York & Quairading making waves in Wheatbelt

6th Jul 2018

As you drive towards the magnificent Central Wheatbelt, you’ll come across two country towns with a common trait; a passion for golf.

While the messaging may sound simple, York and Quairading Golf Club are making a difference, and it’s only just the start.

Just 97kms east of Perth, York is widely known for being the oldest inland town in Western Australia. Many have travelled to play at the scenic private golf club, with the funding from the WA Golf Foundation now giving the club fresh opportunity.

The newly-established programme has been aptly named after Frank Ovens, a life member of York GC. He sadly passed away eight years ago.

The funded initiative attracted eight new juniors and four women, run by WA PGA Professional Rohan Throssel, the programme included 6-weeks of tuition before taking to the course.

York GC

Club President Trevor Pearce was thrilled with the first year of the programme, grateful for the funding and paying his respects to Ovens at the legacy he left.

“Frank (Ovens) was a Life Member of York Golf Club, he passed away 8 years ago and he did a lot of maintenance and work around the whole golf club,” Pearce said.

Pearce believed the programme would go from strength-to-strength over the coming years, praising the help of volunteers and professionals in making the first year so positive.

“We’ve finished our program; it was very successful,” Pearce claimed.

“Rowan Throssel ran it and we had two community coaches as well.”

“They took care of the whole clinic with basic skills and ended up playing 4 or 5 holes.”

Travel a further 69kms east and Quairading is your next destination.

The vibrant community is well-known for an array of native shrub land and forest, with their 18-hole golf club another fantastic attraction.

In its second year of a programme funded by the WA Golf Foundation, Quairading has reached new boundaries and in-turn created new goals.

There has been added support of equipment including new clubs and buggies. Community instructors have also come in to the fold. The funding has given extra confidence to a newly appointed Junior Co-ordinator, with their planning for 2019 already well underway.

The clinics boasted more than 20 participants, plenty of which travelled to Bakers Hill Challenge earlier this week to compete.

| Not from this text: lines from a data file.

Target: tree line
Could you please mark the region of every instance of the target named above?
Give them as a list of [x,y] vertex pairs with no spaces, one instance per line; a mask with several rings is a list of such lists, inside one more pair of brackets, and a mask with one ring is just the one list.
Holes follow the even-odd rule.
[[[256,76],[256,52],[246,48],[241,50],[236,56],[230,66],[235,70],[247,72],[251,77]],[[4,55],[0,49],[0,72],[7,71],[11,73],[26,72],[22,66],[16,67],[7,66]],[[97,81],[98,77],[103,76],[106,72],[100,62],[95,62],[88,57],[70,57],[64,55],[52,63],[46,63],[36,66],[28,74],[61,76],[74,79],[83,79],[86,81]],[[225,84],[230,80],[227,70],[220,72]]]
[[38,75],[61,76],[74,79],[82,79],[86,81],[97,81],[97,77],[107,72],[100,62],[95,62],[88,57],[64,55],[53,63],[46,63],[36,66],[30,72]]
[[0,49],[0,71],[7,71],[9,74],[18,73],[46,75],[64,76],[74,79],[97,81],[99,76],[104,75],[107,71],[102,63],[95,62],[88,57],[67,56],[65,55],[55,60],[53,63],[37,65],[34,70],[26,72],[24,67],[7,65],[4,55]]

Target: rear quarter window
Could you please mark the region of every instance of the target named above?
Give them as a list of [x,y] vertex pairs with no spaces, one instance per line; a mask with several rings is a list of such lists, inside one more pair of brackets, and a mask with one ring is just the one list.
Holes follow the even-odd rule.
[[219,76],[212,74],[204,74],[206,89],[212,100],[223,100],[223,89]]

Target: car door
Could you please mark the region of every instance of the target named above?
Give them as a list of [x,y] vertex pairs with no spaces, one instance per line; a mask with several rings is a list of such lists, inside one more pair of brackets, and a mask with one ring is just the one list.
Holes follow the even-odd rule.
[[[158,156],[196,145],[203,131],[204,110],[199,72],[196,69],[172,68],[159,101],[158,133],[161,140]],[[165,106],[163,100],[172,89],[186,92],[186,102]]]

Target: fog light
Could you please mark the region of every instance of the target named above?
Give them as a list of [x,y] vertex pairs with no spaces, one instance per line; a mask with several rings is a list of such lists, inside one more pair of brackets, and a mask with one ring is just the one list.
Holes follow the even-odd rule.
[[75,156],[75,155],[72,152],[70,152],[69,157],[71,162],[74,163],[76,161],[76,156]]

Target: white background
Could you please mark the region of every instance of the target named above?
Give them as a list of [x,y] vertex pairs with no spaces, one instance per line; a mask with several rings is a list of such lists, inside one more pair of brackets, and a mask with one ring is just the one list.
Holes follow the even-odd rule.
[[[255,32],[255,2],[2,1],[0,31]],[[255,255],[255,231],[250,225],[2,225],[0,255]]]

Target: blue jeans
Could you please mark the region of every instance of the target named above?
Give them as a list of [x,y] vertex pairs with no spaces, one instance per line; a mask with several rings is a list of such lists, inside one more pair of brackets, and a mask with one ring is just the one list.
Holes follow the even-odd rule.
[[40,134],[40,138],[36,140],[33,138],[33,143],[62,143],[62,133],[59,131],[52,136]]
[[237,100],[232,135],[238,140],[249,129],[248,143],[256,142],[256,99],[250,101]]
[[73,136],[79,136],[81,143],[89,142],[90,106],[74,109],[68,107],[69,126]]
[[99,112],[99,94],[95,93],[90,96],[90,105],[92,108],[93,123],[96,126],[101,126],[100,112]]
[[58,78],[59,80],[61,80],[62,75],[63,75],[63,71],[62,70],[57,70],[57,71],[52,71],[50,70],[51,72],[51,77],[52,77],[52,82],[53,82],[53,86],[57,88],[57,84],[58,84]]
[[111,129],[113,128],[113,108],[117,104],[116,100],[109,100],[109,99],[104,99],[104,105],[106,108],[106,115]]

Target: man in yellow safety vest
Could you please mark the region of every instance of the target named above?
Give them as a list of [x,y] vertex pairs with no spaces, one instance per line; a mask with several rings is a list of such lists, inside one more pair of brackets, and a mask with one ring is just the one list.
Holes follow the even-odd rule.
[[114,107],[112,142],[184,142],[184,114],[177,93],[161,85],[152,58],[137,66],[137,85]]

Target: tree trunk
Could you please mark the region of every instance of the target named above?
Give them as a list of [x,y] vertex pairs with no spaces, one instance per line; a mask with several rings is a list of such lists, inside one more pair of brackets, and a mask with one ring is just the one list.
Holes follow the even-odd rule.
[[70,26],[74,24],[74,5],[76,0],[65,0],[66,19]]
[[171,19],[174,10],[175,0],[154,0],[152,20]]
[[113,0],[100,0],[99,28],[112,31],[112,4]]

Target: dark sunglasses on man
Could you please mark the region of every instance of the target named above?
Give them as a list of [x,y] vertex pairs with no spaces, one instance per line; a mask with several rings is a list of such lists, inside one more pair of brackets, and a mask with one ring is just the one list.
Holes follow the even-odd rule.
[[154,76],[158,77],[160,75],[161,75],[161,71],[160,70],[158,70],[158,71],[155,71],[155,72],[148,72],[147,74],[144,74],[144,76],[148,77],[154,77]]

It’s a programme that is increasing exponentially, with the momentum created over the past 12 months growing the game in the Wheatbelt.

GolfWA Regional Support Officer Matt Woods echoes the sentiment of growth within the area, describing the exciting times clubs now enjoy with funding available.

“The Foundation’s support is beginning to create a ripple effect within the entire Wheatbelt region, clubs no longer feel left behind, with initiatives sparking plenty of interest,” Woods said.

Woods believes it’s only a matter of time before more regional clubs catch on to the exciting opportunity.

“Interest is certainly gaining momentum and new membership programmes are definitely becoming more attractive to clubs thanks to the generosity of the WA Golf Foundation,” he claimed.

“The WA Golf Foundation continues to assist our regional clubs fantastically well in the game development space.”

It certainly is exciting times around rural Western Australia, with golf continuing to develop as the “Game for Life”.